I am just about to play with the setting as per your instructions to see what the out come is.

Do i need to have the control input/output box's checked or not at this point.


----------



## mojogoes (Feb 11, 2008)

The vct light does not turn off but the switch labled tube modleing is turned down to 0 is this enough/ok...my connection to and from the s/c / preamp is made by a twin phono to twin jackplus and obviously with only one side connected as there is only one jackplug input on the preamp....is this ok or do i need a twin phono to a single jackplug conection.........it seems i'm not getting any responce from the mic-preamp rew says -48db lovel to low.


----------



## JohnM (Apr 11, 2006)

The soundcard connection is fine, as long as it is connected to the input you have selected in REW. If you show the VU meters in REW you can see if signal is appearing on the other input. Did you adjust the input gain and output level controls on the mic800? Does the mic800 VU meter show it is producing output?
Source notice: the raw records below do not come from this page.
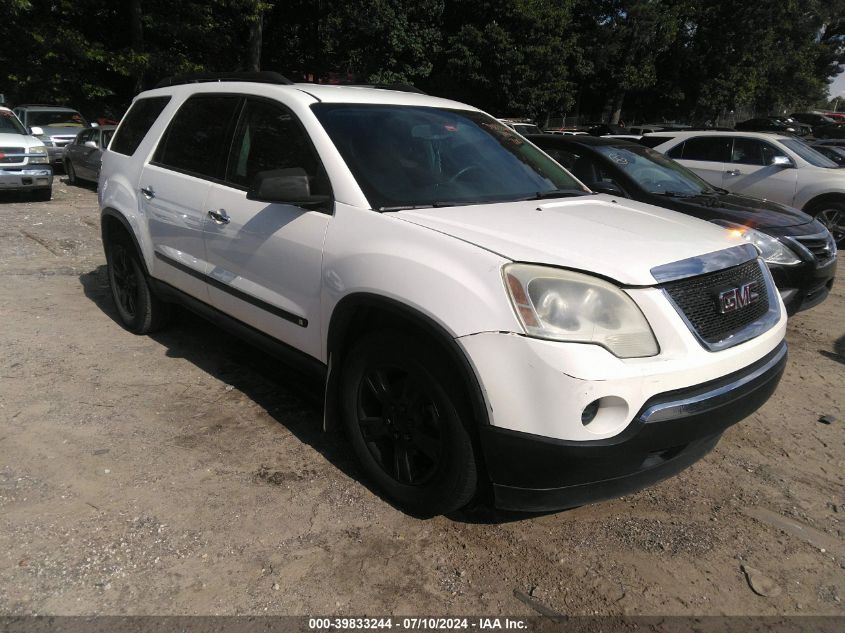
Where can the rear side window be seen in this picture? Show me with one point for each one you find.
(136, 123)
(654, 141)
(196, 140)
(714, 149)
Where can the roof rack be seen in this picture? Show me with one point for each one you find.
(262, 77)
(397, 87)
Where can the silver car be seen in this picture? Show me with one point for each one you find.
(84, 155)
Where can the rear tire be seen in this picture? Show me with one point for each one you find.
(832, 215)
(139, 309)
(405, 419)
(71, 173)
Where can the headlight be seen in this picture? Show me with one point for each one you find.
(37, 155)
(561, 305)
(772, 251)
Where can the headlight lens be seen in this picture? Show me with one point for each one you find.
(562, 305)
(772, 251)
(37, 155)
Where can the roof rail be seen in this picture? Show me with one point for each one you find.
(397, 87)
(262, 77)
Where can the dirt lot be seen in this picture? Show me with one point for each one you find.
(184, 474)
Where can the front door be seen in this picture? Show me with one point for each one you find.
(264, 258)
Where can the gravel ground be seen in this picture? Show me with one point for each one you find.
(184, 473)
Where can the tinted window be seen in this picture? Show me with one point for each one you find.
(269, 137)
(716, 149)
(136, 123)
(411, 155)
(654, 141)
(196, 138)
(750, 151)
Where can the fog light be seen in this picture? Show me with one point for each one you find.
(589, 412)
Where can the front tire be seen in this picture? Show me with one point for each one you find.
(405, 420)
(832, 215)
(139, 309)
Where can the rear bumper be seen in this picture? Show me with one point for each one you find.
(672, 431)
(40, 177)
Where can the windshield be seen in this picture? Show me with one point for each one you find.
(808, 153)
(9, 123)
(56, 118)
(411, 156)
(653, 171)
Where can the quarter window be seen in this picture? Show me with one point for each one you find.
(269, 137)
(714, 149)
(136, 123)
(195, 141)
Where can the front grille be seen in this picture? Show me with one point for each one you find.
(821, 246)
(698, 299)
(11, 154)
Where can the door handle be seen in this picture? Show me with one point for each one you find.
(220, 217)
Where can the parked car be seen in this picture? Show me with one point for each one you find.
(24, 165)
(834, 130)
(774, 124)
(476, 312)
(813, 119)
(800, 252)
(83, 156)
(833, 152)
(775, 167)
(59, 127)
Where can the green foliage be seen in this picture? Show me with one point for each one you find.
(672, 58)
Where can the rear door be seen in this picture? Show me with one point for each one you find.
(265, 259)
(705, 155)
(751, 172)
(175, 184)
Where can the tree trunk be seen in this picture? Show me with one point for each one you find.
(616, 112)
(256, 27)
(136, 43)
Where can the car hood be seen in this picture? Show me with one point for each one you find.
(753, 212)
(616, 238)
(18, 140)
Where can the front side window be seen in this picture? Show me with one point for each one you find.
(136, 123)
(421, 156)
(714, 149)
(195, 141)
(268, 137)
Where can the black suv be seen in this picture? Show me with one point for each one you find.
(799, 251)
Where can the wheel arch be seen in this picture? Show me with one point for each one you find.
(113, 221)
(359, 313)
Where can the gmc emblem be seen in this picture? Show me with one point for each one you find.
(738, 298)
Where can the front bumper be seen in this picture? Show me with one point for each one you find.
(803, 287)
(671, 431)
(17, 178)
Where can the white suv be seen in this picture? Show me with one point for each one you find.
(776, 167)
(482, 320)
(24, 164)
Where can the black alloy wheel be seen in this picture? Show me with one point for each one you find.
(408, 423)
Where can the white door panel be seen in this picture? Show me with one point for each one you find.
(265, 266)
(174, 206)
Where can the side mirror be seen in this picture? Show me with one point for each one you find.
(608, 187)
(287, 186)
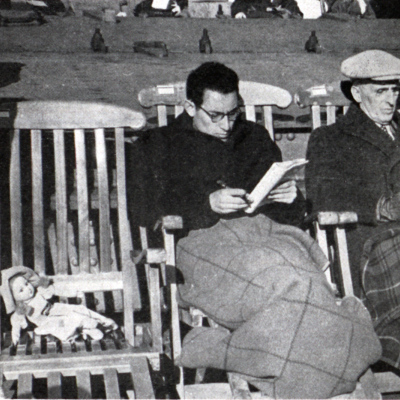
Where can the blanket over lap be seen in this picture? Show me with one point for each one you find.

Did you try plugging your SPL meter into the soundcard instead?


----------



## mojogoes (Feb 11, 2008)

Quote..
The soundcard connection is fine, as long as it is connected to the input you have selected in REW
Yes i had did this..

Quote...
If you show the VU meters in REW you can see if signal is appearing on the other input
Yes i also did this and noticed that it was on the wrong chanel so changed it over and at one stage i thought i had sorted because i had the vu meter signal on the right side chanel showing which i could adjust and lower with a lower mixer setting .........but alass when i took a measurement it didn't reach my target figure of 79db which i couldn't understand having set all the levels.....but i did notice the (calibrate s/c check box) in rew wasn't checked like the mic/meter one was/is

I have just brought up rew again and have now found that the s/c calibration check box ticked which has just left me gob smacked.


----------